A glimmer of light as they lead the horses down the muddy, crumbling path towards the river. The very sky aflame. The clouds lit from below in searing orange, on top as black as charcoal. A sea of marsh mist. Hills rise as islands out of the thick murk. Lost amid those swirling wispy veils is the sun’s feeble disc, too craven and timid to show itself fully.
Tova slips off her shoes and puts them inside her pack and tucks her skirts into her belt, where they’ll be out of her way. The last thing she needs is to get them wet. She curses as she tests the water with her toes, but there is nothing for it. Beorn and Oslac are beckoning her on, and behind her Merewyn and Guthred are waiting. The river is high and swift-coursing, rising more than halfway to Tova’s knees. She tugs on Winter’s reins, urging her on. The riverbed is thick with mud which sucks at her soles, forcing her to tread carefully. She grits her teeth against the biting cold. One step, then another, then another. By the time she reaches the other side she can hardly feel her legs, they’re so numb; it’s a wonder her toes haven’t dropped off. She’s seen it happen: a decrepit pedlar that ?lfric found out by the crossroads after a blizzard. Barely alive when they brought him into the hall, his lips were blue and his fingers and toes purple, turning soon to black as they withered away. He lived, but he was lucky.
They pause on the north bank to dry themselves off and let the feeling return to their limbs, but they don’t dare tarry for long. By the time they’re on their way the sun has disappeared again into the grey. Tova wonders how many more dawns she’ll get the chance to see.
*
Three more days, maybe four. That’s how long Beorn reckons it will take them to reach Hagustaldesham. If they move quickly. And they’re going to have to.
‘The wind’s changing,’ he says as he pauses to look up at the sky. ‘Colder weather to come. There could be snow on the way.’
‘How soon?’ Guthred asks.
‘Your guess is as good as mine. Tomorrow, maybe, or the day after. It’s a feeling I have, that’s all. Just as in summer you can sense a storm in the air. You can feel it on your skin long before it arrives. It’s like that. If you spend any time at sea, as I’ve done, you learn to recognise the signs.’
‘You didn’t tell us you’d been to sea,’ Tova says.
‘I’ve been to lots of places.’
She has only seen the sea once in her life, although of course she has heard many songs and stories about ships and the beasts of the deep, and the lands that lie across the water, and the strange and wonderful creatures that live there. What it must be like to be out there on the vast, open whale road, she can’t begin to imagine.
‘Have you been to Miklagard?’
‘Not Miklagard, no. Never that far.’
‘Where, then?’
She wants to know more about these faraway places she’s heard of, but this time from someone who has actually seen them with his own eyes.
‘Yrland and Ysland.
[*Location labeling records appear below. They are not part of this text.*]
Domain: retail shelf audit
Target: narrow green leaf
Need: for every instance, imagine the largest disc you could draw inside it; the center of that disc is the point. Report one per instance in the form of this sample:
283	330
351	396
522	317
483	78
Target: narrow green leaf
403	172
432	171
Orkaneya. The kingdom of the Danes. Sometimes to the lands of the Moors.’
‘They say that the Moors have skin that’s as black as coal,’ she says. ‘Is that true?’
‘Not quite. Not the ones I’ve seen, anyway. But dark. Much darker than you or I or anyone living in England.’
‘What about the Yslanders? I’ve heard they live without a king, and instead they rule themselves through councils, and that the earth itself spits fire, and there are giants living in the mountains.’
‘That’s right. Everything except for the giants, anyway.’
Oslac looks doubtfully at him. ‘The earth spits fire?’
‘Spits it high into the sky, and spews it over the land, too. Rivers of flame, flowing like water from crevices in the hills. Towering black clouds, higher than you can imagine. Ash raining from the sky. Sometimes at night, high above the clouds, strange lights. Curtains of green and orange, brighter than the moon. Dancing and swirling like dragons’ breath. Like the heavens themselves are on fire.’
‘Really?’ Tova asks.
Beorn nods. ‘I’ve seen it.’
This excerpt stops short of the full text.